Pintwell is hosting this month’s Session and Jeremy has set out the question for home brewing bloggers as follows:
How did homebrewing change your view of beer? Do you like beers now that you didn’t before? Do you taste beer differently? Does homebrewing turn you into a pretentious asshole?
We have previously given this topic some thought, concluding that, as a result of brewing at home:
…we’re much harsher in our judgements of ‘craft beer’… we’ve also learned our own limits, and come to respect really expert brewers all the more.
A couple of years on, that’s truer than ever: we resent paying for beers that are no better than we could turn out ourselves and, unfortunately, quite often find ourselves saying of beers we’ve paid several quid for, “Ugh! If we’d brewed this, we’d have written off as a failed batch.”
Has it made us like beers we didn’t like before? Actually, yes — we were baffled by saison until we read Phil Markowski’s book Farmhouse Ales, at which point it snapped into focus: it’s all about the subtly funky, distinctive yeast.
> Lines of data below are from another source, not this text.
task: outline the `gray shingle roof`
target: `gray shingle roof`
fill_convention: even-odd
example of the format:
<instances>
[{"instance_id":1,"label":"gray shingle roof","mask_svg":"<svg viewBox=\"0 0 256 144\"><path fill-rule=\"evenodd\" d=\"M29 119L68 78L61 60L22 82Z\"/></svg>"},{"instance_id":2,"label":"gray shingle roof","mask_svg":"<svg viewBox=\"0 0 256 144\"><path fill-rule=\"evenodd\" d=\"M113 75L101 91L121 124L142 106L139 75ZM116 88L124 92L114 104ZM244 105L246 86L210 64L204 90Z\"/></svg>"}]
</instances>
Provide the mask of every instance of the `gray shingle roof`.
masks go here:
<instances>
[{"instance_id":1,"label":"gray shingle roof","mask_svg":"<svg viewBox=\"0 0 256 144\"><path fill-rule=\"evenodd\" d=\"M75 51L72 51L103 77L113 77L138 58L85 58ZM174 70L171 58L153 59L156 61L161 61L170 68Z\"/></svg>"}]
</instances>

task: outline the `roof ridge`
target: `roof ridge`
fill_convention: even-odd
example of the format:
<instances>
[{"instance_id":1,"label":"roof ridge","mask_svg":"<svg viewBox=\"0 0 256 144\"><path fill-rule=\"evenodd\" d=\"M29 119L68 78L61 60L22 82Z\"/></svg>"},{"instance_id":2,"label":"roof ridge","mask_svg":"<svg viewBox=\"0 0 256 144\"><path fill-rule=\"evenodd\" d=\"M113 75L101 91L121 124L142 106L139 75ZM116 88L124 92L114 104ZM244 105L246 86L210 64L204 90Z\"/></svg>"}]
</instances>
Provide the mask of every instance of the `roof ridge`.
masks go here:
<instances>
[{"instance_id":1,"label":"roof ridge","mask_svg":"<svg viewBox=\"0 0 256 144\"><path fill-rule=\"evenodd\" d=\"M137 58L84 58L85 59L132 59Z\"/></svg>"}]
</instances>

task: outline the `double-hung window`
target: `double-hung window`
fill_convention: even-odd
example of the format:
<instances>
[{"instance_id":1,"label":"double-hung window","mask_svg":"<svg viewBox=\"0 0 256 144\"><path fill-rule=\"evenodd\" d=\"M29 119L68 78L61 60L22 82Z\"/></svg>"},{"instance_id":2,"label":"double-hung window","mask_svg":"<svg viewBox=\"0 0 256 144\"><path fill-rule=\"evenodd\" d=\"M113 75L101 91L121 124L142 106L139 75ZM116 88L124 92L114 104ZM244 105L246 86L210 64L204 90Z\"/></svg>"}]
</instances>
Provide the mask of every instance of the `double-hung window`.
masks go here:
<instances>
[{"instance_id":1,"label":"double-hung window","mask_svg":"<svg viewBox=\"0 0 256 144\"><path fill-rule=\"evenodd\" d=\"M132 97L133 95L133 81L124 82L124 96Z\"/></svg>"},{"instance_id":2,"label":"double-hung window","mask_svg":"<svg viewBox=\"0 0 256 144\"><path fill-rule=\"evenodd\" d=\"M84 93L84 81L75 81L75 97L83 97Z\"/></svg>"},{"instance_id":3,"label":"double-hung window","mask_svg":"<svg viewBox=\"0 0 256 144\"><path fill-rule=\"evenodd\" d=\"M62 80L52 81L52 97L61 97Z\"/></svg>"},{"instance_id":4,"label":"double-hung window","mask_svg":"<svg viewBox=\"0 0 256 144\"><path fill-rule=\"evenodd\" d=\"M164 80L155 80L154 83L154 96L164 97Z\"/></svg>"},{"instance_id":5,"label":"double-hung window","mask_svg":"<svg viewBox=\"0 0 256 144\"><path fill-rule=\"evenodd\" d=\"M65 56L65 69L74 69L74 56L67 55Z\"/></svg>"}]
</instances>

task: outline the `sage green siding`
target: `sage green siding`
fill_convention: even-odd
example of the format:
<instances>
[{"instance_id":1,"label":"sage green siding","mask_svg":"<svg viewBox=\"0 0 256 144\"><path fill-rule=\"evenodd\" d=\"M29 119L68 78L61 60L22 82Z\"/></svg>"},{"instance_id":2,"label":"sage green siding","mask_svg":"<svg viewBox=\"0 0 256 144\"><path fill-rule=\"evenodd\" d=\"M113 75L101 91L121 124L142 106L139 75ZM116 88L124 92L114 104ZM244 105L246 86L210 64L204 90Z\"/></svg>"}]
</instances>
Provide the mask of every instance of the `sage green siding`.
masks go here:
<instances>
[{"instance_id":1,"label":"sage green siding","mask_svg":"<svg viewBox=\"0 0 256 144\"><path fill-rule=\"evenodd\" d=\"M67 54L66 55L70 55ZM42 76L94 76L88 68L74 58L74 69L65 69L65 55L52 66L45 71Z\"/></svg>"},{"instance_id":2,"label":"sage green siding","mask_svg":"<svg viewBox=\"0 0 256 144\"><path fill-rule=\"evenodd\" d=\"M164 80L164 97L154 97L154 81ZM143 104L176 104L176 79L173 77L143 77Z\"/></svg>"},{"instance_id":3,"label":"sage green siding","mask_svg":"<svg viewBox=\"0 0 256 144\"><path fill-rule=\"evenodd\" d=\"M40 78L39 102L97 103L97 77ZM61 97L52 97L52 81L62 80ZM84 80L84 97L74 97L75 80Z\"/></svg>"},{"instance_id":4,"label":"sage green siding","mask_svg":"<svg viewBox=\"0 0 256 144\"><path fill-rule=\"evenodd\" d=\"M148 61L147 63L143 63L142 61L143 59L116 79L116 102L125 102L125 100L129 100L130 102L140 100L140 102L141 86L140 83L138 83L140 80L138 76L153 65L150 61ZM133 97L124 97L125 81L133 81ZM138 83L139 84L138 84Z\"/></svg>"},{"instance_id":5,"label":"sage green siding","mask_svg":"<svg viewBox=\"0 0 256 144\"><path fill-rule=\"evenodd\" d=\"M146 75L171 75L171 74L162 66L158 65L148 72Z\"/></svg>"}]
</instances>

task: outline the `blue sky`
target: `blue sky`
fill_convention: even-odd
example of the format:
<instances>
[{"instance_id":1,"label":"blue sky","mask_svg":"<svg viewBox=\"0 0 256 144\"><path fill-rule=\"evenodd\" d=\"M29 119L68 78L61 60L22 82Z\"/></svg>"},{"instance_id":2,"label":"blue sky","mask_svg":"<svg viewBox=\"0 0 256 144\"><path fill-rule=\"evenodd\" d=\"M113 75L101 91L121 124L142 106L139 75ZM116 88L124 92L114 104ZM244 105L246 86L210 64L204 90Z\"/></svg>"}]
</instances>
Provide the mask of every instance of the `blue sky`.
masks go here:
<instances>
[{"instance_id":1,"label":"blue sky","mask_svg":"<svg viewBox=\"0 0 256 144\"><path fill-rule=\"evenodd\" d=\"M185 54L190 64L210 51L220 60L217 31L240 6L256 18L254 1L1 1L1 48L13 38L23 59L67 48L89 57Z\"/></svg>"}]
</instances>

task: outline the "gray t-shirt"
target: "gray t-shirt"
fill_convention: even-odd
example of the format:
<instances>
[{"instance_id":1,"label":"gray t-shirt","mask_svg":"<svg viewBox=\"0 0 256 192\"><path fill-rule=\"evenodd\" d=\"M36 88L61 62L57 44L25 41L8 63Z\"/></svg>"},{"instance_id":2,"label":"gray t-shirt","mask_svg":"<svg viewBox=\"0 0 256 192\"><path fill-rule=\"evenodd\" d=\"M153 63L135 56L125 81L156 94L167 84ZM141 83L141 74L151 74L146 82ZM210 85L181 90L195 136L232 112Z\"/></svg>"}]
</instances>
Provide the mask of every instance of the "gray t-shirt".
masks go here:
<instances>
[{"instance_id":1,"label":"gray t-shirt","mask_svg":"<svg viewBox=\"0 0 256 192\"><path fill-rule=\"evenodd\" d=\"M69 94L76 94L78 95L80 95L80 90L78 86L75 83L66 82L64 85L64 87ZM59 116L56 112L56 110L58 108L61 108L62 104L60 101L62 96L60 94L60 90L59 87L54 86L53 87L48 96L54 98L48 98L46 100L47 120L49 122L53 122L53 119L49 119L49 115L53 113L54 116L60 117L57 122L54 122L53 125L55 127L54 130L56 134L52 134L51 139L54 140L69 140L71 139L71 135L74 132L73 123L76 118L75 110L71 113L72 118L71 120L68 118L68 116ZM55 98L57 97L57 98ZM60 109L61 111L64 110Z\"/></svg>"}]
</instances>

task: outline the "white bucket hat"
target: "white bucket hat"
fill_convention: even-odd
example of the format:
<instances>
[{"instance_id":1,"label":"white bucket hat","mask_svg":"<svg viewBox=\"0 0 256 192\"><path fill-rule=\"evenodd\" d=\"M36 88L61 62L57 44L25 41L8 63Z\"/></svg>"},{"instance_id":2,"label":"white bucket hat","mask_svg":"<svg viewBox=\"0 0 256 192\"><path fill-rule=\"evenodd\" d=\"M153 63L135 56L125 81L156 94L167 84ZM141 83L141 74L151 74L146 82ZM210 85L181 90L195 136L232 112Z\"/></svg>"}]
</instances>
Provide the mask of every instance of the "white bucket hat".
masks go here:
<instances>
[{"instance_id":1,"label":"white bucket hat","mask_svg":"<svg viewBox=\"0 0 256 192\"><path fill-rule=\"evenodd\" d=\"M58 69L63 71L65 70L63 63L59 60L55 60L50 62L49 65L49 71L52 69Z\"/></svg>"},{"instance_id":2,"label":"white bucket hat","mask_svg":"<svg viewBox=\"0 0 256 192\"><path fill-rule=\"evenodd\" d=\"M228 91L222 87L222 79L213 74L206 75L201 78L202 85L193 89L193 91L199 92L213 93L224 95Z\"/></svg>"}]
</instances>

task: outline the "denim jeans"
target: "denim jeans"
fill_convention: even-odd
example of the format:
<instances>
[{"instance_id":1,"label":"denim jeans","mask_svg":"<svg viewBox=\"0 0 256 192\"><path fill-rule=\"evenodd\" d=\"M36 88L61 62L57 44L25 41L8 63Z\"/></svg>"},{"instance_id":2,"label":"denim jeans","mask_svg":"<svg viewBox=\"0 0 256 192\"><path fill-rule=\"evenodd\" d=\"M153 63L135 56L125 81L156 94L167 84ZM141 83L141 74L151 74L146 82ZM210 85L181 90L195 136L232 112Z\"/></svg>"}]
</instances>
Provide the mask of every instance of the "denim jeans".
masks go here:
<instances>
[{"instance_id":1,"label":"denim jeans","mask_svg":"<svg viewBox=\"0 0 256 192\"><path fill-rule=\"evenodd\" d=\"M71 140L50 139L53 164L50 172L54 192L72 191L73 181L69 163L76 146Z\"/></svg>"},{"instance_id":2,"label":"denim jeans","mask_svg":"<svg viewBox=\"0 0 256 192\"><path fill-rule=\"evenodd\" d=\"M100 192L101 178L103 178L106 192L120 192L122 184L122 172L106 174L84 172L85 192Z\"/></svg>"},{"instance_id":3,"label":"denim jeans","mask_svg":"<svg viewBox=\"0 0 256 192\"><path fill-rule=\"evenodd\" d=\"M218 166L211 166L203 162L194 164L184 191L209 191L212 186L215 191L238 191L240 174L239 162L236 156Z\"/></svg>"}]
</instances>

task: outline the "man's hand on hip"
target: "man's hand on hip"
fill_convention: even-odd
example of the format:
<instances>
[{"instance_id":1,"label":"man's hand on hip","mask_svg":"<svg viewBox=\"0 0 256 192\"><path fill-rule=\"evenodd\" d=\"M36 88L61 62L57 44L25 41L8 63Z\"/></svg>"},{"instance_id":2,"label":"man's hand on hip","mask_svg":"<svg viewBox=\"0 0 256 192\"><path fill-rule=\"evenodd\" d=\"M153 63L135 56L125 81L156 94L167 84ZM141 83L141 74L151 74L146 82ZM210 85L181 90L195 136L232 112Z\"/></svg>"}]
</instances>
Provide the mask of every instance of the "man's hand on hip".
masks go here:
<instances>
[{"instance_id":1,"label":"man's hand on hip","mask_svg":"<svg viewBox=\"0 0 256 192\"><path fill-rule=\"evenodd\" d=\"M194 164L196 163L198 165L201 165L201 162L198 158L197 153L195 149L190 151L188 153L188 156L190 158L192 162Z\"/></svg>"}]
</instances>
We’ve since brewed several batches which have not only been among the best beer we’ve ever produced but have also helped us understand and appreciate commercial examples.
In fact, more generally, one of the great benefits of home brewing has been getting to know different yeast strains, and coming to appreciate its contribution in a world where hops hog all the attention. We’re much more sensitive to yeast character, or its absence, than we ever were before.
We’ve gained huge amounts of pleasure from reading books about home brewing, which are among the best writing on beer, full stop. We’ve also enjoyed dabbling in advice and recipes, and researching its history — it wasn’t as important in the the rebirth of British beer as in the US, but it certainly played its part.
But, sadly, we didn’t need any help from home brewing to be pretentious assholes.
2 replies on “Session #92: I Made This”
Come on you two. You are British and Brits, by and large, don’t use the word “asshole”. Certainly not your generation.
Person up a bit. Fly the flag. Be proud of your country and language. You are not pretentious assholes. You are pretentious arseholes.
But, to be fair, as the British perfected the pretentious asshole / areshole, surely one can’t distinguish it so completely from this part of your life. It’s a thrilling fact that Atlantic Canadians use both arsehole and asshole, the first being the deminuitive. Saying “don’t be an arsehole” isn’t even swearing. It’s just good advice.